Внешнеполитическая стратегия «Гражданской платформы», подчиняющая отношения с восточными соседями общеевропейской политике безопасности, была наречена в Польше политикой Пястовичей. Этот исторический образ, заимствованный из политического обихода ХIХ века, должен в противовес имперским амбициям Ягеллонов символизировать участие Польши в европейском проекте на Востоке.
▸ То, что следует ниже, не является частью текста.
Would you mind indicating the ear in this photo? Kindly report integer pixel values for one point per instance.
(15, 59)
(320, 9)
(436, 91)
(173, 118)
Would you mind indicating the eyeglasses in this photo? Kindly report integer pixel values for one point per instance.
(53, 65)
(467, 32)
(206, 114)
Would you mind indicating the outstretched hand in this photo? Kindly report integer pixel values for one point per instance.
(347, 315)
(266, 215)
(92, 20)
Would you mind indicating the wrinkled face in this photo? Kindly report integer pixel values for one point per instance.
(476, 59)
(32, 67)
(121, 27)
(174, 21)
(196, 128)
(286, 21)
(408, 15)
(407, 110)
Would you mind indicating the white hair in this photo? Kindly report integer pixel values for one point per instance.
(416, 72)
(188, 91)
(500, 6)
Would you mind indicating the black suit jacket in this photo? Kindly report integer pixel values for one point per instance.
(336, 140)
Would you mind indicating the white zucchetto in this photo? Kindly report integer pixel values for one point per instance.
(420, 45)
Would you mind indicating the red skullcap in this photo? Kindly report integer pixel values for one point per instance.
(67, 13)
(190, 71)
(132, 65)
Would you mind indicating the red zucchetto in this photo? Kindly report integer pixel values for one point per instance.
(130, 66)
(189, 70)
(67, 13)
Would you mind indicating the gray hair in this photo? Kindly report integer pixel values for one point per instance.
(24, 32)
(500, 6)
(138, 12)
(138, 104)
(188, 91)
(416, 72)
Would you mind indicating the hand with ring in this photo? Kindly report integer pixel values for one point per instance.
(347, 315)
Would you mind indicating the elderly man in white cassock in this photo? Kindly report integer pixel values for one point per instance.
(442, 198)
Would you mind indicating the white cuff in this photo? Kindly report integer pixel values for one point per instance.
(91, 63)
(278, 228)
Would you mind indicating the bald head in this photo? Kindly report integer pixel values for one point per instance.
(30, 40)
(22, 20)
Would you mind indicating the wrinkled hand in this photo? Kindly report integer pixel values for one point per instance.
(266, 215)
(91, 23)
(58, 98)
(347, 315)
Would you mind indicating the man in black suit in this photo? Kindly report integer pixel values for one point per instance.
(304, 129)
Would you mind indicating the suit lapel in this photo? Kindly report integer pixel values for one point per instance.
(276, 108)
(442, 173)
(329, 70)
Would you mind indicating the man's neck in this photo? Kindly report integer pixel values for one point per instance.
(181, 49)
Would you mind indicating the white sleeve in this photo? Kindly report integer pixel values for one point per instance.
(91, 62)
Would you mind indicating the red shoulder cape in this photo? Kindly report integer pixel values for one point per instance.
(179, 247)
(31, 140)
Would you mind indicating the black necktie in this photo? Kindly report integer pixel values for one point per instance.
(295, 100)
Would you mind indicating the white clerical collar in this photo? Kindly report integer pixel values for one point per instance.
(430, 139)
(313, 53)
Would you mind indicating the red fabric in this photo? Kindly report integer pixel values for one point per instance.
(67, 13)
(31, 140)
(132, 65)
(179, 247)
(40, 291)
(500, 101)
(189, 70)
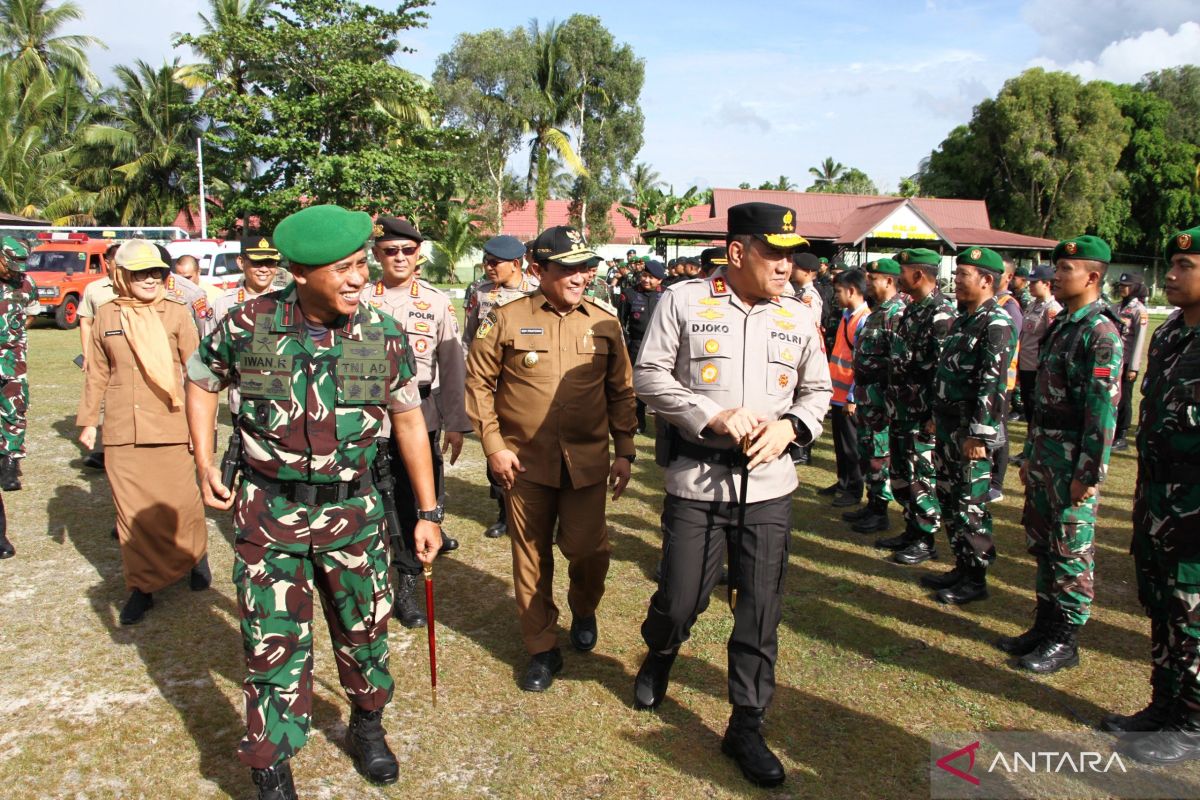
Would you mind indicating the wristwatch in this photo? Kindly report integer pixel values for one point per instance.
(435, 515)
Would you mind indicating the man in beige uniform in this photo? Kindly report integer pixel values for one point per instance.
(427, 318)
(737, 370)
(547, 383)
(504, 281)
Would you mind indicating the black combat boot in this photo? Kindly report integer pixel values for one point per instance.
(651, 685)
(1179, 740)
(1057, 650)
(1026, 643)
(365, 740)
(917, 552)
(972, 587)
(744, 744)
(10, 474)
(405, 606)
(275, 782)
(875, 521)
(1153, 716)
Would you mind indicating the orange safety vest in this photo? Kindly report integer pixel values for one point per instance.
(841, 362)
(1003, 300)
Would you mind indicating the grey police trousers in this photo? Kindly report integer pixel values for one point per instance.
(694, 548)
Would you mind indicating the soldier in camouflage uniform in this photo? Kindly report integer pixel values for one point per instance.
(1067, 455)
(969, 403)
(916, 349)
(873, 354)
(319, 374)
(504, 282)
(1167, 518)
(17, 293)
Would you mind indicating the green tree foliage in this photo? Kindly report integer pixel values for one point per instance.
(1043, 154)
(322, 114)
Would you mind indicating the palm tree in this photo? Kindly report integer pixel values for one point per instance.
(826, 175)
(150, 143)
(553, 106)
(29, 41)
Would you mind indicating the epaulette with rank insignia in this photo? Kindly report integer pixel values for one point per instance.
(601, 304)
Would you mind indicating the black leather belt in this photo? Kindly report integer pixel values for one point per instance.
(312, 494)
(723, 456)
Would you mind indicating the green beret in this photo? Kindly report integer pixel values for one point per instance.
(1093, 248)
(919, 256)
(983, 258)
(882, 266)
(1185, 241)
(322, 234)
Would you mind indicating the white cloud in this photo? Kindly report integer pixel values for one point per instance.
(1079, 30)
(1128, 60)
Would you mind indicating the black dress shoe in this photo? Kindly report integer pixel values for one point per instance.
(844, 499)
(275, 782)
(744, 744)
(943, 581)
(543, 668)
(201, 577)
(973, 587)
(405, 606)
(583, 633)
(136, 607)
(651, 685)
(916, 552)
(367, 744)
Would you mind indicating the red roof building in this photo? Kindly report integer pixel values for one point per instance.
(837, 223)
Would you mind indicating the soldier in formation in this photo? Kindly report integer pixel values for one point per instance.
(917, 348)
(307, 515)
(969, 408)
(17, 293)
(1067, 455)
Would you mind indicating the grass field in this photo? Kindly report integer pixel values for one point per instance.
(869, 665)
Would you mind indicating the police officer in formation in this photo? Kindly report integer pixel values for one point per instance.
(1067, 455)
(737, 371)
(307, 513)
(917, 348)
(969, 408)
(1134, 320)
(429, 320)
(873, 356)
(1167, 519)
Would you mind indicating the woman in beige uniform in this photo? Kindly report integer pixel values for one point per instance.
(138, 344)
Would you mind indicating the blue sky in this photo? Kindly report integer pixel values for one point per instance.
(751, 90)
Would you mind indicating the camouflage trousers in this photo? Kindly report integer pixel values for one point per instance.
(1167, 559)
(913, 476)
(963, 487)
(874, 444)
(13, 402)
(1061, 536)
(282, 553)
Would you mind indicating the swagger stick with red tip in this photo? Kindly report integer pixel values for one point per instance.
(433, 636)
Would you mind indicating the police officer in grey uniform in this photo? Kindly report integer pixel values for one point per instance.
(738, 372)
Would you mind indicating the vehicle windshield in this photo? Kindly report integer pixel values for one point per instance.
(49, 260)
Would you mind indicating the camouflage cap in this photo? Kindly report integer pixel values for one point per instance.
(1185, 241)
(1092, 248)
(982, 258)
(919, 256)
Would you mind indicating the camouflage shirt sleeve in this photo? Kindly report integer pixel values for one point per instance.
(997, 342)
(1101, 373)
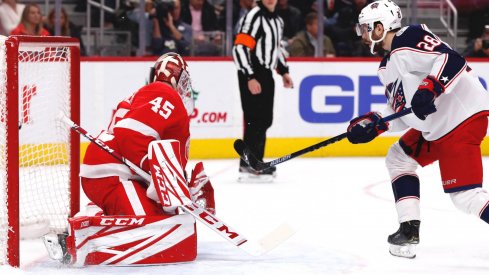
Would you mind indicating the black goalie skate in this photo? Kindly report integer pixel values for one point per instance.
(56, 246)
(403, 242)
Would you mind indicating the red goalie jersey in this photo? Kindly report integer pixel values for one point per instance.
(155, 112)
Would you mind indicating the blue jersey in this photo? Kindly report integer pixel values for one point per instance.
(416, 53)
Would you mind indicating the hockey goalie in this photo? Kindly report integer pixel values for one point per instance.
(131, 221)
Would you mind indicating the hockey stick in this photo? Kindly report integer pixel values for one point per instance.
(245, 153)
(273, 239)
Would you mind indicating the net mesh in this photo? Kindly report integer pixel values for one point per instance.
(44, 142)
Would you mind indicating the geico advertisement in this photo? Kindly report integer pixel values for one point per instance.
(325, 97)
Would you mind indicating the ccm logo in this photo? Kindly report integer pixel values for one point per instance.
(449, 182)
(162, 187)
(121, 221)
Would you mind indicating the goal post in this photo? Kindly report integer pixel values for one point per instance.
(39, 155)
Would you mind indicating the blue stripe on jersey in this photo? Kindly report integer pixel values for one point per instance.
(405, 186)
(414, 36)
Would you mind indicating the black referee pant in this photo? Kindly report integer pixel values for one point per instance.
(257, 110)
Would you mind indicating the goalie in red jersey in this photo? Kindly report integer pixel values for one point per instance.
(132, 221)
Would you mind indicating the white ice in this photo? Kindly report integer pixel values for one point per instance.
(342, 209)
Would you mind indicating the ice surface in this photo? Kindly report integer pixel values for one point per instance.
(342, 209)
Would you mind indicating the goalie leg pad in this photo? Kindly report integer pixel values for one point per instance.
(131, 240)
(168, 183)
(119, 197)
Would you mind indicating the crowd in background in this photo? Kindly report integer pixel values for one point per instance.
(198, 27)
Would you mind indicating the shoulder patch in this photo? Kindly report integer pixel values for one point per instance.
(401, 31)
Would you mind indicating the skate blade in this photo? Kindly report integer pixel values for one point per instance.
(52, 246)
(404, 251)
(250, 178)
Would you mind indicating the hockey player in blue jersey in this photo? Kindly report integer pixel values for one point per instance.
(448, 123)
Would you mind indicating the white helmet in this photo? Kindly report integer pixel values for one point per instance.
(384, 11)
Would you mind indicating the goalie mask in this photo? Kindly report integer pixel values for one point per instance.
(384, 11)
(172, 69)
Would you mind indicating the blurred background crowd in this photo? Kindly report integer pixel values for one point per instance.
(320, 28)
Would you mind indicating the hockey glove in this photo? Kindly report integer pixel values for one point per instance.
(423, 102)
(365, 128)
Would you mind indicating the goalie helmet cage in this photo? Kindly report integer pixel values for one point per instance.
(39, 156)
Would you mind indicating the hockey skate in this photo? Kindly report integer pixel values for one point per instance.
(403, 242)
(248, 174)
(56, 246)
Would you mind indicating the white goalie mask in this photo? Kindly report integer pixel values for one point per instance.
(172, 69)
(384, 11)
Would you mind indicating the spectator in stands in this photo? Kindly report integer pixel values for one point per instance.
(132, 12)
(68, 28)
(30, 22)
(170, 33)
(240, 8)
(342, 32)
(292, 17)
(305, 6)
(305, 42)
(110, 18)
(202, 16)
(480, 46)
(10, 14)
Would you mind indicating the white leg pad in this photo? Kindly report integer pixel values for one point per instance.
(471, 201)
(398, 163)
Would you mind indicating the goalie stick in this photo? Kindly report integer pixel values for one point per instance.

Представитель этой династии князь Болеслав Храбрый, присоединившийся на короткое время к императору Священной Римской империи, в 1000 году был признан лидером цивилизованного мира на восточной окраине Европы. Однако эта новая парадигма исторической политики еще не успела утвердиться в польском обществе и обрасти соответствующими институтами. Не исключено, что «европеисты», как их еще называют в Польше, вообще не нуждаются в инструментах традиционной исторической политики. Их цель находится на западе, а не на востоке. Поэтому нет оснований ожидать, что улучшение отношений Польши с Россией может означать начало диалога двух имперских идеологий о судьбе Восточной Европы. У польской правящей партии больше нет имперской идеологии, а есть прагматическое отношение к восточным соседям.